Wir haben keinen Zweifel daran, daß diese Haltung eine wichtige Rolle bei der Überwindung der Schwierigkeiten der Türkei spielen wird. Neuere Entwicklungen sind entstanden, die schon jetzt den Weg für die Lösungen aller Probleme eröffnen. Auf der anderen Seite wurde erkannt, daß nach dem Erdbeben unsere diese Haltung unumgänglich ist, eine andere Haltung nicht denkbar wäre und für die Überwindung des Leides und der Schwierigkeiten des türkischen Volkes diese Haltung unseren größten Beitrag leisten wird. Hiermit möchten wir im Zuge unserer Strategie zu den bisher eingeleiteten Schritten einen neuen hinzufügen. Um unsere Entschlossenheit einer Beteiligung an einer Türkei, die ihre Probleme auf der Grundlage der Demokratie lösen wird zu zeigen, senden wir mit dem Beschluß unseres Zentralkomitees, eine Gruppe für Frieden und eine demokratische Lösung in die Türkei. Wir unternehmen diesen Schritt, weil wir ein Teil der Türkei und des türkischen Volkes sind und diesen Konflikt direkt mit dem türkischen Volk und nicht unter Zuhilfenahme ausländischer Kräfte und Vermittler lösen wollen. Die Entsendung dieser Gruppe beweist unseren guten Willen zu dem eingeschlagenen Weg des Friedens und ist ein praktischer Schritt dazu. Unser Wunsch ist es, dies demnächst auch weiter praktizieren zu können.
Der persönliche Empfang der HADEP- Bürgermeister durch Sie und Ihre Bereitschaft, die bestehenden Probleme mit dem kurdischen Volk im Rahmen einer demokratischen und toleranten Haltung zu lösen, sowie einige andere Äußerungen von Vertretern der türkischen Republik haben uns bestärkt, diesen Schritt zu tun.
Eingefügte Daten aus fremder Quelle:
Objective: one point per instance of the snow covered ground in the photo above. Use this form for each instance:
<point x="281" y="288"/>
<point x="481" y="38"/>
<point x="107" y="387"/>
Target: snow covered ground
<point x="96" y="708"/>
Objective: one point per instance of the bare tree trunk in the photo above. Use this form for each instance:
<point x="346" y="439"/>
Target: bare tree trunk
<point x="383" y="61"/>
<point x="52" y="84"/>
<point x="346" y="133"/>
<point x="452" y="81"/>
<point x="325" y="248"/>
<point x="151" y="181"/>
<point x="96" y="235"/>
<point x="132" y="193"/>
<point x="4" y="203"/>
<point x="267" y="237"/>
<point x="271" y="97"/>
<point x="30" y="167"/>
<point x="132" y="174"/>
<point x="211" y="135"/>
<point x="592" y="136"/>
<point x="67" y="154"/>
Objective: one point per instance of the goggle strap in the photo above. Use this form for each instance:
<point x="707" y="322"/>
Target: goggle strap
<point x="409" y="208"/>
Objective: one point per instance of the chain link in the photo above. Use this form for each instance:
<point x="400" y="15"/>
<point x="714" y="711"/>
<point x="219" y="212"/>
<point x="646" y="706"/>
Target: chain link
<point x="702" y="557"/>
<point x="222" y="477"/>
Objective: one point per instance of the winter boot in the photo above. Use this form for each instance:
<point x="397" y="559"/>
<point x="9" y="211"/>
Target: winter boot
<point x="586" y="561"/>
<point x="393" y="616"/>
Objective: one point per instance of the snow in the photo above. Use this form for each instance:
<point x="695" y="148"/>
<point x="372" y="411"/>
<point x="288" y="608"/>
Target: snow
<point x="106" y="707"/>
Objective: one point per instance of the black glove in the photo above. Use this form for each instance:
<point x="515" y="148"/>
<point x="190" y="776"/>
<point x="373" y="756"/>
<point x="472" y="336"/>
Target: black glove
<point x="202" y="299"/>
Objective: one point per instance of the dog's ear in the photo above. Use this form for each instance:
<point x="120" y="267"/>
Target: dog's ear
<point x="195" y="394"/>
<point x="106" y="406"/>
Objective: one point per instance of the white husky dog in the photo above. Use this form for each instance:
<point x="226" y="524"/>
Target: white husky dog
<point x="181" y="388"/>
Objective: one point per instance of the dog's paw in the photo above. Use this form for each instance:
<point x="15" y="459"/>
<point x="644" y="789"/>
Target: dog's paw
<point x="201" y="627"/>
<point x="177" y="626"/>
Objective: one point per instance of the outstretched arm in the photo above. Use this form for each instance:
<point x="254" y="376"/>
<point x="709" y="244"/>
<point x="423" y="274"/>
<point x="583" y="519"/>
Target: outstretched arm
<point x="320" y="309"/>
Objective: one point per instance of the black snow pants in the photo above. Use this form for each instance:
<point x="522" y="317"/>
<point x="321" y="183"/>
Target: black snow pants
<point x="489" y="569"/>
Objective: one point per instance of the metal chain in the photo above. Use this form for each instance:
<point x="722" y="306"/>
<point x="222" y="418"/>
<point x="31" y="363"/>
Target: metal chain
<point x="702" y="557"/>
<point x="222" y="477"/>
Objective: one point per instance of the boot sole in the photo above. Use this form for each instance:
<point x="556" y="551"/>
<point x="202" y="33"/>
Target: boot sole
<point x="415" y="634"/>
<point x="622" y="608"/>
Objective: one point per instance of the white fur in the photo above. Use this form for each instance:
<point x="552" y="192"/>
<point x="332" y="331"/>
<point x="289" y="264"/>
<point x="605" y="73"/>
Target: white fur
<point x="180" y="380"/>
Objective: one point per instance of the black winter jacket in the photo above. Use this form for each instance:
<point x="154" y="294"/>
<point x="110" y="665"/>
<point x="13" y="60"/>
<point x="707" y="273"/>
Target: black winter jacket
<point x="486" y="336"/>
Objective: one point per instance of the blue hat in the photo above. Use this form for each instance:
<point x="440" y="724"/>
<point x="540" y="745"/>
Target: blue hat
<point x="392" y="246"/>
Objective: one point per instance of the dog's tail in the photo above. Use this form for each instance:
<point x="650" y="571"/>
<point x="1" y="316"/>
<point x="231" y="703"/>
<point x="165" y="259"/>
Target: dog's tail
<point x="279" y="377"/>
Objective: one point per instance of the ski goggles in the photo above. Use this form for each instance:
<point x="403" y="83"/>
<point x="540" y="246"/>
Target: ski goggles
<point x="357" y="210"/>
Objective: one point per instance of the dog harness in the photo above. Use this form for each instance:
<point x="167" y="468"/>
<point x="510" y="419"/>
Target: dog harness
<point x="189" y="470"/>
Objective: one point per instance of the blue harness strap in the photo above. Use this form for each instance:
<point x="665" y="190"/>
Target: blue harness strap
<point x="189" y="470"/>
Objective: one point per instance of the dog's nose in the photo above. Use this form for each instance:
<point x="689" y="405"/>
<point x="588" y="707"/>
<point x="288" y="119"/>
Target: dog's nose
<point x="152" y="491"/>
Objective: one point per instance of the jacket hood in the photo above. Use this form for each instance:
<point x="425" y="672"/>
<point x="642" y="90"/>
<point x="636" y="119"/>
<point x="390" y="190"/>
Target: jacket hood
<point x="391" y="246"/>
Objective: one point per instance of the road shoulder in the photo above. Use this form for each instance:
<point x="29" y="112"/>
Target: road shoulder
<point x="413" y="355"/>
Es ist offensichtlich: sollte die Türkei die beabsichtigten demokratischen Reformen im Rahmen ihrer Bedürfnisse verwirklichen, im Zusammenhang damit ein grundlegendes Amnestiegesetz verabschieden und die Freiheit zur sprachlichen und kulturellen Freiheit gewähren, so wird dies den Prozeß beschleunigen. Sollte Ihre Aussage vom Jahre 1992 in Diyarbakir "wir erkennen die kurdische Realität an" in der Verfassung verankert werden, so werden die bestehenden Probleme der Vergangenheit angehören. Sollte sich mit diesem Schritt ein Türspalt für die Lösung der Frage in positivem Sinne öffnen und dafür die erforderliche Basis geschaffen werden, so erklären wir schon jetzt unsere Bereitschaft, uns nach unserem außerordentlichen Kongreß mit voller Kraft in das gesetzliche Rahmen der demokratische Republik zu beteiligen.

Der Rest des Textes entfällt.